Antowan Lindsay, an unqualified recruit from Buffalo, N.Y., who said his mother never let him swim as a child because of his asthma, said he felt safe in the pool.

"All the instructors make sure safety is the first thing," he said. "You can reach out and touch them. They help you up."

On his third day at the pool, Lindsay still was unable to swim 25 meters across the shallow end, on his back, propelling himself by waving his arms and moving his legs in a haphazard frog kick, almost as if he were trying to make a snow angel in the water. Bell said recruits are taught to swim this way because the purpose of this training is more to teach floating than swimming.

But Lindsay said though he hadn't made it out of the shallow end and had only a few more days to learn to float effectively, he was certain he'd qualify.

"This recruit doesn't think -- this recruit knows -- I'll pass," he said, slightly slipping out of the third-person in which he's been drilled to speak.

If a recruit doesn't pass the basic water survival test by the end of his or her platoon's pool week, the recruit can be held back in training and placed in a different platoon twice, Bell said. After not qualifying after three weeks, a recruit can be sent packing, but Bell said this rarely happens. He said no recruits have been dropped solely because of failing water survival training since October, and three were dropped the year before.

"They have so many opportunities to pass, they almost have to try not to," Bell said.

This "recycle" option is why there's no need for a specific swimming platoon that provides remedial training to struggling recruits, as other specially formed platoons bolster recruits in other areas, Bell said.

"It's a manpower issue," he said. There are 19 combat water survival instructors at the pool.

The pool's inspection process also is tighter since Tharp's death, Parris Island spokesman Maj. Guillermo Canedo said.

The pool staff now conducts daily inspections of the pool and its equipment, whereas before inspections were done weekly or monthly, Canedo said. Plus, he said the pool and its staff receive a more thorough monthly inspection from the base's operations staff.

An emergency happens at the pool about every three months, Gunnery Sgt. Joseph Houle testified at Lopez's court-martial. Since Tharp's death, there has been one emergency, Canedo said.

The ongoing training of the instructors has become increasingly intense, Dilley said. Besides the unannounced monthly emergency drill involving the fire department, he said instructors practice emergency scenarios daily between training recruits, when they used to do so maybe only a few times a week. He said the constant drilling and review of tapes has helped increase the instructors' communication.

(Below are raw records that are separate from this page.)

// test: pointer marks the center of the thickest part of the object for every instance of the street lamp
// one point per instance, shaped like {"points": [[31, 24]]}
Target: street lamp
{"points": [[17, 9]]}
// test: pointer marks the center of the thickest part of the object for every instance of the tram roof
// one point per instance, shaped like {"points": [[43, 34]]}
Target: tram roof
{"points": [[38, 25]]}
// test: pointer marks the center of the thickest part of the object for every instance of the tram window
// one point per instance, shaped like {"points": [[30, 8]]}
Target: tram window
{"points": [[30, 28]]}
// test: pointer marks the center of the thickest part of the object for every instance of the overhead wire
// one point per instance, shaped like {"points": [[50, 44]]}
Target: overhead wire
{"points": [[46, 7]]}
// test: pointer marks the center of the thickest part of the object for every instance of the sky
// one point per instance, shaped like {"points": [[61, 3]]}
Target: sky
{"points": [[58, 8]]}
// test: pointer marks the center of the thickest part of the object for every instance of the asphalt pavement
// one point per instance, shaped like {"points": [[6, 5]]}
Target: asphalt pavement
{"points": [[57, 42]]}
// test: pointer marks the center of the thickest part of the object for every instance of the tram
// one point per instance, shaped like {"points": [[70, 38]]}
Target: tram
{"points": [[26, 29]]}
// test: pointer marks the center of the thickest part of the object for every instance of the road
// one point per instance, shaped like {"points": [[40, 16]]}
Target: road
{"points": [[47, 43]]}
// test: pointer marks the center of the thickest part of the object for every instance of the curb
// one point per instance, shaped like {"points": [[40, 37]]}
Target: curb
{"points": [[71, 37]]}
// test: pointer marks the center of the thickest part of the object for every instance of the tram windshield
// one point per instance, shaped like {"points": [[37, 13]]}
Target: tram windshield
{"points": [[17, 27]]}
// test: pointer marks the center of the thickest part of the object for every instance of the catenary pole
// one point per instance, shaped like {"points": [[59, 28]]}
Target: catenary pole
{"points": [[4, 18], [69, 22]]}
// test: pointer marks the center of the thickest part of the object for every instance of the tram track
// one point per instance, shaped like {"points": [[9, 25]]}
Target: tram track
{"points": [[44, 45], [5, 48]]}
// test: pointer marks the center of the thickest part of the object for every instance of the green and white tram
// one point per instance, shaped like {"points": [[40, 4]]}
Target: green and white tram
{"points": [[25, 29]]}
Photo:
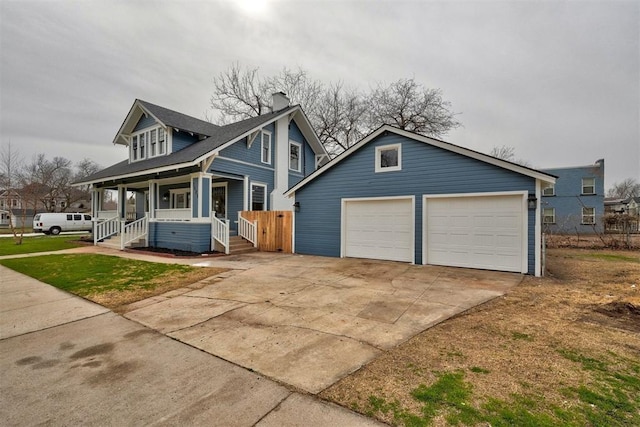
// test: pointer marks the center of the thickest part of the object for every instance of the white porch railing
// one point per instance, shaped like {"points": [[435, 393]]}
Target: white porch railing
{"points": [[248, 230], [104, 229], [134, 231], [104, 215], [220, 232], [173, 214]]}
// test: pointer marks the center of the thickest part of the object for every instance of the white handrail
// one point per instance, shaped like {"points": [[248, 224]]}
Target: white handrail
{"points": [[220, 232], [104, 229], [248, 230], [134, 231]]}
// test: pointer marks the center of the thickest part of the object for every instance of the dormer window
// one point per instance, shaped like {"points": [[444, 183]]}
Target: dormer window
{"points": [[150, 142]]}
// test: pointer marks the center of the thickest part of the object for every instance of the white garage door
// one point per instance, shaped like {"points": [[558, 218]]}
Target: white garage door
{"points": [[484, 232], [379, 229]]}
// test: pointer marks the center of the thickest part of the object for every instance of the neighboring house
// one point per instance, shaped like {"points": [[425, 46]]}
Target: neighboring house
{"points": [[614, 205], [400, 196], [623, 215], [191, 178], [575, 204], [10, 202]]}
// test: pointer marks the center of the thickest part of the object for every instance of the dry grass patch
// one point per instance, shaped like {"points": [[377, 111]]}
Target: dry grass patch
{"points": [[560, 350], [110, 281]]}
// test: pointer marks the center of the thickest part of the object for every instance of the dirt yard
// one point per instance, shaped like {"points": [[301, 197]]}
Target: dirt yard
{"points": [[558, 350]]}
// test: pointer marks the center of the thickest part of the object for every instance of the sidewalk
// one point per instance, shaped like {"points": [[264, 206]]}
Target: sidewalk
{"points": [[67, 361]]}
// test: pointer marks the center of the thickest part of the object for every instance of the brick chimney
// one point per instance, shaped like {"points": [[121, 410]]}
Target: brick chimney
{"points": [[280, 101]]}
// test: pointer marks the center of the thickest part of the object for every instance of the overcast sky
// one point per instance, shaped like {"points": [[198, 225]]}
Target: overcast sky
{"points": [[558, 81]]}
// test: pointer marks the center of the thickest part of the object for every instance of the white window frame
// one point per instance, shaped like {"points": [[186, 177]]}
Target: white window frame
{"points": [[160, 147], [264, 134], [592, 186], [291, 144], [552, 216], [378, 164], [173, 197], [259, 184], [551, 187], [591, 216]]}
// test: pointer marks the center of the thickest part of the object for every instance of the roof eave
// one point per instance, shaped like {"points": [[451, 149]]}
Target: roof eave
{"points": [[441, 144]]}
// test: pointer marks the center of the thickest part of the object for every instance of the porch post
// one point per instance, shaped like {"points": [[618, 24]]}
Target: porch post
{"points": [[195, 195], [95, 202], [247, 194], [122, 201], [205, 196], [152, 199]]}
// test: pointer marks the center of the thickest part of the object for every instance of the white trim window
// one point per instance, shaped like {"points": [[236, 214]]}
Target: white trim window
{"points": [[265, 147], [180, 198], [588, 186], [549, 215], [295, 156], [588, 215], [549, 190], [148, 143], [258, 197], [389, 158]]}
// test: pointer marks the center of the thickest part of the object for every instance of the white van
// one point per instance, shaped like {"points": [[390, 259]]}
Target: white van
{"points": [[54, 223]]}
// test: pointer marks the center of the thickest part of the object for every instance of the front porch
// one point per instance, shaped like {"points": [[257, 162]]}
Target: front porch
{"points": [[181, 213]]}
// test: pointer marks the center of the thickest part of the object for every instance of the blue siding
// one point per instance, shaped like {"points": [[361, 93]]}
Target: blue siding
{"points": [[184, 236], [182, 140], [568, 200], [425, 170], [144, 122], [253, 155]]}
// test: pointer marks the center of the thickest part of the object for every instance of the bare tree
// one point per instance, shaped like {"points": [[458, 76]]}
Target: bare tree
{"points": [[408, 105], [629, 187], [46, 181], [10, 164], [340, 115]]}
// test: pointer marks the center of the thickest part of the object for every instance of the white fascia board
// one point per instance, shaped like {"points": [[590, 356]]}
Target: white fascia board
{"points": [[127, 121], [440, 144], [309, 133], [138, 173], [473, 154], [246, 134]]}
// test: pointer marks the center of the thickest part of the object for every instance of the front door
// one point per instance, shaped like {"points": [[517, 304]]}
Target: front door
{"points": [[219, 199]]}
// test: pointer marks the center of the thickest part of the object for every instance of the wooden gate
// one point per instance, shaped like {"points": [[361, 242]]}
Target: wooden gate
{"points": [[274, 230]]}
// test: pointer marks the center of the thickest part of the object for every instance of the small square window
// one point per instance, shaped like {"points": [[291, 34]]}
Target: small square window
{"points": [[588, 186], [588, 215], [266, 148], [549, 215], [388, 158], [295, 150]]}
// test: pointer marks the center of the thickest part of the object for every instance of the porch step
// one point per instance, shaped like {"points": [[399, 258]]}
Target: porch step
{"points": [[238, 245]]}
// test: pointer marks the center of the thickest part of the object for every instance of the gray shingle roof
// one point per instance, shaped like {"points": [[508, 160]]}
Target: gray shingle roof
{"points": [[180, 121], [220, 135]]}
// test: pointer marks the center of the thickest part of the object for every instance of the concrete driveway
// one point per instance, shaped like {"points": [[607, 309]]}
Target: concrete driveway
{"points": [[67, 361], [308, 321]]}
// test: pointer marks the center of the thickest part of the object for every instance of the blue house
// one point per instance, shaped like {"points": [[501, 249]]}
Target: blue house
{"points": [[575, 203], [186, 180], [405, 197]]}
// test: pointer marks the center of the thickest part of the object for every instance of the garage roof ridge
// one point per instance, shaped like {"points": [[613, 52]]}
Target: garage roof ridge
{"points": [[384, 129]]}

"We're more open with each other," Dilley said. "We're really responsive to criticism."

Their whole attitude of training recruits in the pool has been evolving, he said, and changes in the structure of the water survival qualifications may be rearranged soon to put more emphasis on training than qualifying recruits by giving more remedial instruction at all levels.

Canedo said he couldn't confirm any changes planned for the program.

Dilley said the pool is safer than when Tharp drowned, saying it's "near impossible" for anything to happen, but he doesn't discredit the instructors there the day the recruit died.

"They trained us to be as safe as we are," he said.